02.19.09

Google-hostile, Microsoft-sympathetic Antitrust Chief Appointed

Posted in Antitrust, Deception, Google, Microsoft at 6:56 am by Dr. Roy Schestowitz

TRUTH be told, Microsoft has already established firm connections with the new United States government [1, 2, 3, 4, 5, 6] and it leverages tremendous influence inside the Department of Justice [1, 2, 3].

We have already explained how Microsoft uses this all to pressure Google and a new appointment seems to suggest that Microsoft has reasons to gleefully sit back. So who is Christine Varney anyway?

Bloomberg News has dug up an interesting one: Christine Varney, nominated by President Obama to be the next U.S. antitrust chief, last year singled out Google — not Microsoft — as especially worthy of government scrutiny.

“For me, Microsoft is so last century,” Varney said at an American Antitrust Institute conference. “They are not the problem.”

The Bloomberg report mentioned above is careless or tactless enough to reference a study from former Microsoft employees who were throwing dirt at Microsoft’s competition from Google.

A survey by ClickStream Technologies last year said Google Docs, a Web-based application, is only used by 1 percent of Internet users.

This was a classic example of Microsoft producing false evidence that it needs to then reference it. Microsoft admits doing this as a matter of strategic course. If — as in this case — it uses its own (former) employees, that might as well be expected. It’s only one example of Google-hostile articles about a sort of Google knockoff and it’s merely part of a pattern. Looking elsewhere in the news, here is again a case of former Microsoft employees taking shots at Google.

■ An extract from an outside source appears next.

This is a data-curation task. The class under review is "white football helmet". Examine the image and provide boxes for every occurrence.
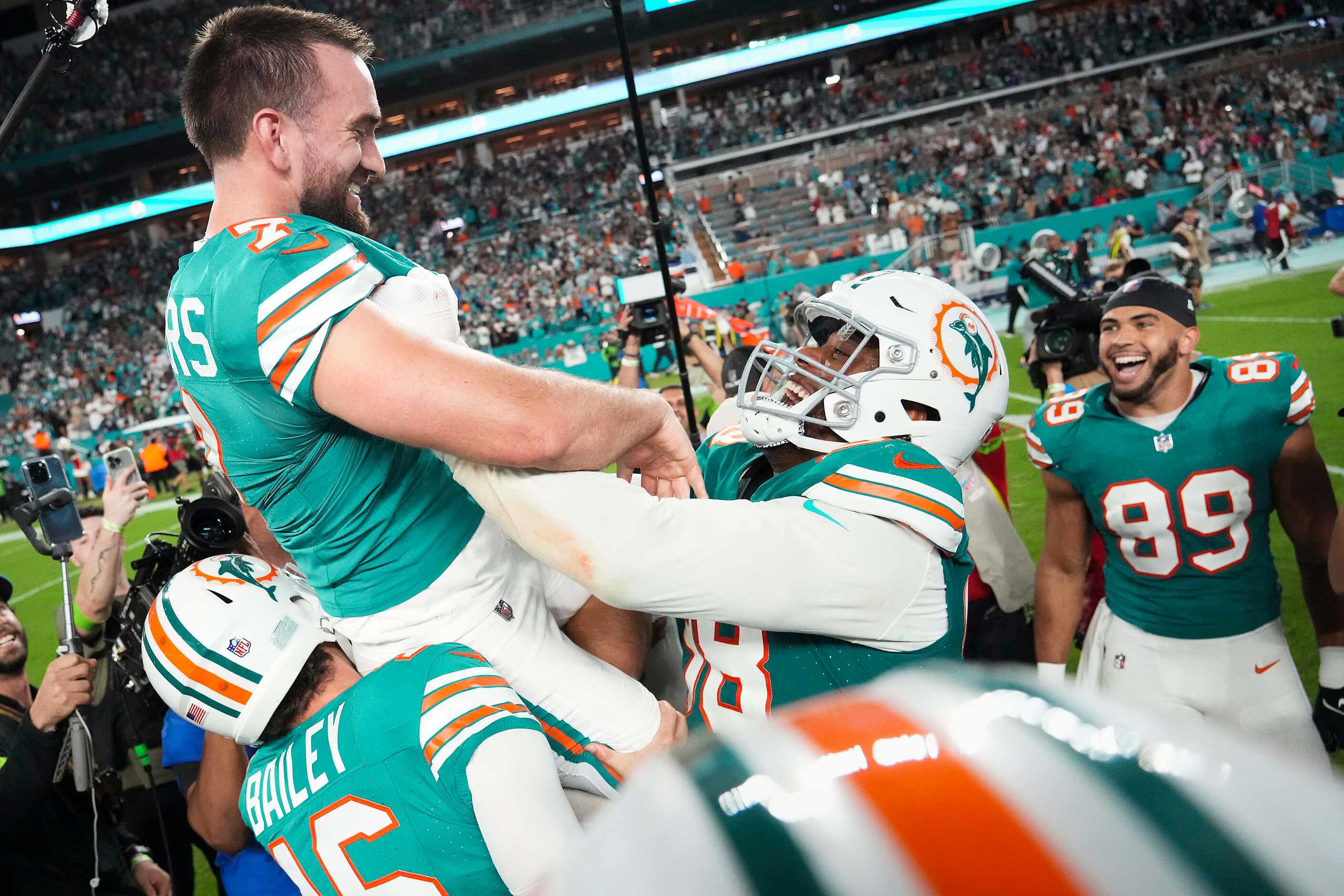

Ex Microsoft All-Stars Give Google Docs a Nudge

[...]

Sinha, CEO at DocVerse and former Microsoft SharePoint and SQL Server strategist, and DeNeui, also an SQL strategist, began their DocVerse adventure in late 2007 in Seattle. Moving from one rain cloud to the next, they then transferred the whole shebang to San Francisco in the summer of 2008.

It’s like a movement. Even when they don’t work for Microsoft anymore, they might still be ‘working’ for Microsoft.

But anyway, addressing the point at hand, Mike Masnick has already responded to the ludicrous position embraced by Christine Varney. Here is one gem that we missed:

Once Again: Making Search Results Better Isn’t An Antitrust Violation

[...]

[T]he company in that NY Times profile, TradeComet, still isn’t satisfied, and has now sued Google for antitrust violations claiming that it purposely tried to destroy its SourceTool site (and, of course, it should come as no surprise that there’s a Microsoft connection for all you conspiracy buffs).

There are more substantiated examples of such actions (litigation by proxy).

Having approached a knowledgeable reader for opinion, he wrote: “It’s always disappointing and sometimes embarrassing to see public officials so out of touch on technology.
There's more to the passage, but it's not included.